Regardless of your take on The Septapus, I have felt the need for a review of a really super piece of children’s literature since publishing that post.  I guess I just feel the need for some positivity to balance out the force.  In reality, I am not a children’s lit expert.  I’m as much of an early childhood expert as a terribly curious father of two youngsters can possibly be, but certainly no more than that.  I know my limitations.  That said, I think I have one really sweet little piece of art to share with all of you.  This is a book that is not only deeply accurate from a scientific perspective, lyrically engaging, and amazingly illustrated…  but also seems to be a nearly 180 degree parallel of “Numbers” in so many ways.  (Please appreciate the tattered scans here which show the tough love of a toddler’s touch.)

over in the ocean - cover

In fact, this was definitely Delaney’s first favorite book.  She still loves to have this one read to her.  I’m not bad, but her mommy reads this one like a champ.  Find a small child.  Any child will do.  No matter how far you have to look, find a kid and buy this book for them:  Over in the Ocean in a Coral Reef.
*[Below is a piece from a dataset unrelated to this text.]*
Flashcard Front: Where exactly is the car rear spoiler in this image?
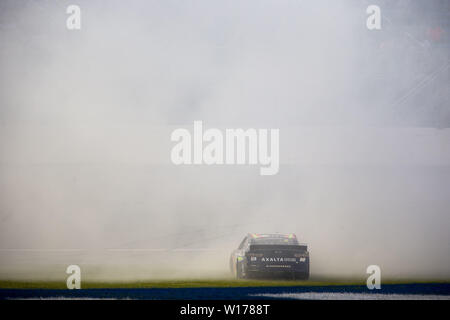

This book was written by Marianne Berkes and illustrated by Jeanette Canyon.  I know little of the history of the creation of this book, but it is a masterpiece.  Not only is it refreshingly accurate, and written in a fun and lyrical way, it is illustrated so beautifully that it makes me want to go buy clay.  Seriously.  Take it from a discerning dad who teaches marine biology- this is a fantastic book to read with a toddler.

Perfection

The book called out to my wife and I from a shelf in the exhibit hall of the NSTA (National Science Teachers Association) national convention in St. Louis just before our babe was born.  The book came in two forms and we bought both on the spot.  One is a thick board book that we figured she could have her way with, and the other is a paperback that contains more information at the end on the creation of the polymer-clay art that adorns each page.

If you do nothing else, do a comparison of the treatment of the octopus on page one of this book, with the “septapus” in question from page seven of the previous review:

over in the ocean in a coral reef

When looking at any of the pages here, keep in mind these things…  every illustration:  clay.  Illustrate the riot of color and complexity of a coral reef…  in clay?  Absolutely.  This is a serious work of art in my opinion.  The ocean looks like Vincent’s Starry Night, and the lyrics (which correspond to music in the final pages) are quite fun.  And to think- this book is a “numbers” book as well.  Hard to compare to the previous book.  Over in the Ocean truly builds the counting exercise into the structure of the story in a very organic and engaging way.

In Over in the Ocean, parrotfish “grind,” clownfish “dart,” stingrays “stir,” pufferfish “puff,” dophins “jump,” angelfish “graze,” needlefish “skitter,” grunts “grunt,” and seahorses “flutter.”  The octopus has eight tentacles.  Parrotfish grind coral.  Stingrays stir in sandflats.  Emperor angelfish look exactly like emperor angelfish.  Bluestriped grunts, both mommy and babies look precisely and act exactly like Haemulon sciurus-  just ask my marine biology students.

Connections

Of course before publishing this post, I wanted to ask explicit permission to include a page from the author herself.  In that correspondence, I gained even more insight into the book including her opinion on the Septapus:

“As a former children’s librarian, I can tell you it would never have made it in my library, or my school for that matter (I was also an early childhood educator in NY before moving to Florida).”

Enjoy this book.  Enjoy the proud scientific accuracy.  Enjoy the gorgeous art adorning each page.  But perhaps most importantly, enjoy a book that is an interdisciplinary dive onto a coral reefs for kids.